From Rich Lowry at NRO:


Far from the street theater and lefty ravings of the Occupy Wall Street protest, ordinary people are posting dispatches about their economic struggles at the “We Are the 99 Percent” Web page.
If you put aside the political rants and the obnoxious construct of the 99 percent versus the 1 percent — which has the whiff of the guillotine about it — the stories are a stark pointillist portrayal of the grinding misery of the Great Recession.

And Bank of America has very little to do with it. The recession has added a layer of joblessness on top of punishingly dysfunctional and expensive health-care and higher-education systems. Despite themselves, the people posting at the 99 percent page aren’t really making an implicit case for burning down the financial system, but for blowing up how we handle health care and higher education.

College students and recent graduates are overrepresented. Their complaint comes down to too much debt, and too few job opportunities to get out from under it. There’s the guy with the master’s from Harvard who owes $60,000 and lives off temp jobs. There’s the woman who is paying her own $50,000 in debt plus $20,000 in debt for her 22-year-old daughter. There’s the graduate with a master’s from “a major U.S university” who is unemployed and $92,000 in hock. And on and on.

The representatives of these debt-burdened graduates shouldn’t be at Zuccotti Park, but at the American Association of University Professors or some other arm of the academic complex that gouges students. College tuition has been increasing at a rapid clip. Does anyone believe that higher ed is getting constantly better? It’s an inflationary spiral, partly driven by a federal student-loan program that feeds the maw of the beast regardless of quality or outcomes.

Another running theme is the high cost of health care and the lack of insurance. One man writes of his job “that pays 15 percent less than it did five years ago” even as “health insurance costs are up over 175 percent.” Expressing a characteristic plaint in an era of stagnating income, he says “Everything costs more yet I make less!”

Many of those posting their stories are members of the working class or struggling middle class. There is an undercurrent of family breakdown — the woman whose husband left her after 30 years, the hard-pressed single moms. There are tales of men losing decent-paying jobs and finding nothing comparable. One woman tells of her 27-year-old brother, who was laid off from his construction job and now “works at my county’s fairgrounds getting paid $12.00 an hour.”

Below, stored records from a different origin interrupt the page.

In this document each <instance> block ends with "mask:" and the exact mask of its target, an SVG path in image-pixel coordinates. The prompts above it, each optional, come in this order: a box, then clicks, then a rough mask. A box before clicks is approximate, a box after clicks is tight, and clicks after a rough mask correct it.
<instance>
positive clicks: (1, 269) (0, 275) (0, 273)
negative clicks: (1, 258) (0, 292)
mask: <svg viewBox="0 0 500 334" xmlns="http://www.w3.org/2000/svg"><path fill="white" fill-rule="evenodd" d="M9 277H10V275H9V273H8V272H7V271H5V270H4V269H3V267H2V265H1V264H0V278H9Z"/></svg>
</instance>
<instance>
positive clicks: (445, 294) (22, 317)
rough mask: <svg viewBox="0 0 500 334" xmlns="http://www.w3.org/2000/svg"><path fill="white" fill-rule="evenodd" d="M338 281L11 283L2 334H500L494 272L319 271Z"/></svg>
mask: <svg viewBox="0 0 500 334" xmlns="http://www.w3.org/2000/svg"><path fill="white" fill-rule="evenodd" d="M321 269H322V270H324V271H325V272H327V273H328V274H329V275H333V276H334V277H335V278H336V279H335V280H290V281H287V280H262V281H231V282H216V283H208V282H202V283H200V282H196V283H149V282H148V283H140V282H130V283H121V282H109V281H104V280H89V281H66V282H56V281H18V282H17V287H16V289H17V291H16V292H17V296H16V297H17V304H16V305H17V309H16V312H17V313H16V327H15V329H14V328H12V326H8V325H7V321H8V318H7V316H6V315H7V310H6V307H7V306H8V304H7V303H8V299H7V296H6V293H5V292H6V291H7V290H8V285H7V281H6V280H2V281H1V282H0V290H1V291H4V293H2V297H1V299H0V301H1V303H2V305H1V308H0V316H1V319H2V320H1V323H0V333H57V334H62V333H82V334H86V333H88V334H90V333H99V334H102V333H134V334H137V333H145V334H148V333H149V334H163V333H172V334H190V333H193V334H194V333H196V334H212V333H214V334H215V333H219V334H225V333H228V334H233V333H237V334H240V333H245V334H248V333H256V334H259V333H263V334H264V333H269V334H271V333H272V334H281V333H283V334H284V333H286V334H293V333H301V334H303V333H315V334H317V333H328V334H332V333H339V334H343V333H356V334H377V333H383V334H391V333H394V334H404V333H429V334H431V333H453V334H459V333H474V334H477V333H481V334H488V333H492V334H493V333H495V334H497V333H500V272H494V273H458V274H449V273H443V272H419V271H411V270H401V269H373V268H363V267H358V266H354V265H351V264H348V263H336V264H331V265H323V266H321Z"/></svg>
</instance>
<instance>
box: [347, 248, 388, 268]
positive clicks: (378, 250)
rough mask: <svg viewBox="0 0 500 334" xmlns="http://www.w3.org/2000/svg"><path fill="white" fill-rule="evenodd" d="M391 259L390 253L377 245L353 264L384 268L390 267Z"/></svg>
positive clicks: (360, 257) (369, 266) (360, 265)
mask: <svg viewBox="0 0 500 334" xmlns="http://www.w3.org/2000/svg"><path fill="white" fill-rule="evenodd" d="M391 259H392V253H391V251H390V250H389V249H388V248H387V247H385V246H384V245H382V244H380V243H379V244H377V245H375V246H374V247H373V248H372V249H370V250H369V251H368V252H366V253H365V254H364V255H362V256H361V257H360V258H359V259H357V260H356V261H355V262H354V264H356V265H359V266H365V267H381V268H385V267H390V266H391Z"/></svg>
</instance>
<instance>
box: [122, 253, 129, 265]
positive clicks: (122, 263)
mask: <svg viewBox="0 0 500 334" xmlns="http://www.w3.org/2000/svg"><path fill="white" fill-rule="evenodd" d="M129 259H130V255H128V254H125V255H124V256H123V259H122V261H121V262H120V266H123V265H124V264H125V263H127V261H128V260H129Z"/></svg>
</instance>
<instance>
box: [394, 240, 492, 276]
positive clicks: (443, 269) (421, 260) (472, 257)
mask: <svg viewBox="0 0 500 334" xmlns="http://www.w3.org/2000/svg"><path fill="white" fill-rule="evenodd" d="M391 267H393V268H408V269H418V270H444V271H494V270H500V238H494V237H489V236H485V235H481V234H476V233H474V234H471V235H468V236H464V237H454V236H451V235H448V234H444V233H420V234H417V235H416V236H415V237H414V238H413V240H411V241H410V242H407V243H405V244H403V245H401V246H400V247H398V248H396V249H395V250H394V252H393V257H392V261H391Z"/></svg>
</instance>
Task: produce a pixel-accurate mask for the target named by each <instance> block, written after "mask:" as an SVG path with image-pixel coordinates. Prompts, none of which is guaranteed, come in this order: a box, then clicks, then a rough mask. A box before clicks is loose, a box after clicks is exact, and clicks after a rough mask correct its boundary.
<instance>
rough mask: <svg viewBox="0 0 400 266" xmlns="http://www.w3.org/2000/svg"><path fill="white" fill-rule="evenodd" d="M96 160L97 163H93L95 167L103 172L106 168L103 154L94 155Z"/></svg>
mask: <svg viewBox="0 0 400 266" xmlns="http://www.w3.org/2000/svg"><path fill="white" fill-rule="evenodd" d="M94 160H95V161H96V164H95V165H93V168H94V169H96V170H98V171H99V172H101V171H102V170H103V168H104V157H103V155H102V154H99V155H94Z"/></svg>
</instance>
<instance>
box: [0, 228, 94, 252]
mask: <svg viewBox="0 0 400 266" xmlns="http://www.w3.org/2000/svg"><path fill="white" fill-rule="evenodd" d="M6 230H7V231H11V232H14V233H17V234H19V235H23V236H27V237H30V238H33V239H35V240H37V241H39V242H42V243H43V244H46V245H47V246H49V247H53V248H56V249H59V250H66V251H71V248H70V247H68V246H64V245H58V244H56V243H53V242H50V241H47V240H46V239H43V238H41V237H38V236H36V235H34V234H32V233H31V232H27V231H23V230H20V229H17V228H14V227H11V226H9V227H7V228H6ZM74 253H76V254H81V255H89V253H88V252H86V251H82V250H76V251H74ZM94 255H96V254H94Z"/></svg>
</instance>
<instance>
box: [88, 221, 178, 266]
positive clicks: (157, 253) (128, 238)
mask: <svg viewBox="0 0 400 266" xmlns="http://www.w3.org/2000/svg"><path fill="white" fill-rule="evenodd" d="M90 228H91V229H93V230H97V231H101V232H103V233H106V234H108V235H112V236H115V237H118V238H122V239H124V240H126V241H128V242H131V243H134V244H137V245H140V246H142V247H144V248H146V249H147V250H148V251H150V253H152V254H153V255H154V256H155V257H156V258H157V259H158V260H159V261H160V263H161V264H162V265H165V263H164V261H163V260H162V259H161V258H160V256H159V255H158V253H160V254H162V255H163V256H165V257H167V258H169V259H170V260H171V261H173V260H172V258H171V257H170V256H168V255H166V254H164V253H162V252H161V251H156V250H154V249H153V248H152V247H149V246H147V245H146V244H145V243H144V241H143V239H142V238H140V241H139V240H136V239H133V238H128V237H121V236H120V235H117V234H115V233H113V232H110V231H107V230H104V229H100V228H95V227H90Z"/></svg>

Such downward mobility is a dismaying constant. “We Are the 99 Percent” could illustrate the Don Peck cover story in a recent issue of The Atlantic, “Can the Middle Class Be Saved?” He argues that the recession has only augmented long-running trends — globalization, technology, the premium on education — blighting the prospects of “the non-professional middle class,” and especially its men.

The puerile ideology of Occupy Wall Street is irrelevant to all of this. Goldman Sachs could be dissolved tomorrow and the wealth of the 1 percent confiscated, and it wouldn’t make college or health care cheaper, or create one new job. If the “revolution” yearned for by the protesters is insipid, there’s no doubt that the moment calls for bold economic reforms and a rethinking of health care and higher education.

Pres. Barack Obama’s misbegotten contribution is a health-care law that won’t control costs and will insure more people only while making the current system more unsustainable. Republicans often don’t even bother to try to connect their program to the troubles of workers down the income scale. The leading establishment Republican presidential candidate, Mitt Romney, wants to cut their capital-gains taxes. The leading tea-party presidential candidate, Herman Cain, wants to raise their taxes.

If nothing else, “We Are the 99 Percent” is a reminder that the suffering is real.